Genome sequencing: how computers deciphers genetic code

In order to sequence the cacao’s genetic material, scientists had to first crush the leaves, pods and other parts of the plant at the USDA’s Agricultural Research Service lab. A DNA sequencer then extracted the nucleotides that make up the plants unique set of genes. And while the team at IBM, Mars and the USDA finished the sequence three years ahead of schedule, the real work is in deciphering the more than 30,000 estimated cacao genes.

The 30,000 is arrived at by using algorithms to identify patterns of genes embedded in the genome. The algorithms “spot” the genes by comparing similarities with known genes from other species.

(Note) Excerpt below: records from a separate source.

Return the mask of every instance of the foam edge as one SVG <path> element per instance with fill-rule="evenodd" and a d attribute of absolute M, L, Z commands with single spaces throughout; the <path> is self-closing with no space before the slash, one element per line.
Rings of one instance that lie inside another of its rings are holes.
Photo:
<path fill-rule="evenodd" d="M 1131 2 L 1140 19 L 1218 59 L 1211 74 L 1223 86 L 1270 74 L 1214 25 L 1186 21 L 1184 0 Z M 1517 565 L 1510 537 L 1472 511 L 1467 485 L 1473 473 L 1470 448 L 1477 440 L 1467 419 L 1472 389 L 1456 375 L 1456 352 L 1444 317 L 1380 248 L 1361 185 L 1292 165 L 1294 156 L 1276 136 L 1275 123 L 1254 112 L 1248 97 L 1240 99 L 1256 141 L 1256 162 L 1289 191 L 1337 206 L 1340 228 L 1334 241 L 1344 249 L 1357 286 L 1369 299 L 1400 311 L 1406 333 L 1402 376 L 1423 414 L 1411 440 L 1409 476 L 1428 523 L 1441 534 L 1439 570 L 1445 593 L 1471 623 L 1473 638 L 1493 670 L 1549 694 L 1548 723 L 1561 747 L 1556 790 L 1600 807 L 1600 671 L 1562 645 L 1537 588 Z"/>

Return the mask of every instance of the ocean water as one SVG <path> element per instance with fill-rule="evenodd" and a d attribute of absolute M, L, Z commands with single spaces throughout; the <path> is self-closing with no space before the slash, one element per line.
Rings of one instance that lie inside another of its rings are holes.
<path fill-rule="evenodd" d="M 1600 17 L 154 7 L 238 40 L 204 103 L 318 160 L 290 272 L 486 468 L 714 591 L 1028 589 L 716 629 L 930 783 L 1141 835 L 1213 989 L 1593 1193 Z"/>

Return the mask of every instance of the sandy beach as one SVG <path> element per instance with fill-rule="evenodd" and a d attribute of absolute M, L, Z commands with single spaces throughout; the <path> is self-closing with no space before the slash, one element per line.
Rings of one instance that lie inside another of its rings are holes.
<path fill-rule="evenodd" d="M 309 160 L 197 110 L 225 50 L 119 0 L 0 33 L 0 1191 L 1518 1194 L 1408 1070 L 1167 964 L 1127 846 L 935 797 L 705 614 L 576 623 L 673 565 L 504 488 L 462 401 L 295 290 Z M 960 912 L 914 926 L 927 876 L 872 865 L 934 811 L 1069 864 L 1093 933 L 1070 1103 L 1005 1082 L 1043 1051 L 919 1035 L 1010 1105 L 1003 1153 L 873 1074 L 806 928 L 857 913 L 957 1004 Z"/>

While this fully automated process can estimate the total number of genes, specific genes are handled by in silico-in vitro screenings – a combination of experimental biology and computer analysis. The analysis is a delicate problem that, in IBM’s efforts to identify cacao pod color, demanded algorithmic precision at a different scale (a sort of “genome whisperer”) that analyzed hundreds of pods collected from different geographies.

“Typically, the hardest task is in finding gene(s) responsible for a phenotype in the “mass” of genes in the genomes. The breakthrough here is being able to pinpoint the genes respon-sible for pod color.”

Dr. Laxmi Parida, computational genomics manager at IBM Research

Traits of flavor and sustainability through pod color

Classification of  cacao cultivars using the  IRiS algorithm, developed by the IBM scientists
Classification of cacao cultivars using the IRiS algorithm,
developed by the IBM scientists

The color coding identified within these cacao candidates, as suggested by these specialized algorithms, were put through an additional vetting process of targeted sequencing, as well asRNA analysis of the relevant tissues in these target plants. The combination of these processes identified which genes expressed pod color, and where they reside within the genome.

The red pod color trait is positively correlated with an undesirable flavor characteristic in the cacao. On the other hand, the green pods taste better but have a lower yield. The ability to screen young cacao seedlings with red or green molecular markers – and then select only those carrying the alleles genes that result in green pods – would greatly reduce the population sizes required for the laborious and expensive evaluations of unlinked flavor and yield traits.

In other words, using marker assisted selection, versus naturally breeding the plants (which takes years), will greatly speed up the effort of identifying and selecting the most flavorful and sustainable cacao plants.

Analyzing any genome

IBM’s work to identify the cacao’s pod color is genetic selection, not modification.

IBM conceived, designed and developed these specialized algorithms to identify candidate genes, to provide guidance for specific experiments that support Mars’ work to improve cocoa taste and sustainability. Mars hopes to use these results to rapidly accelerate breeding programs to improve the quality of chocolate produced from cacao beans. All of IBM’s algorithms are available for any research community to apply to their own plant or animal studies.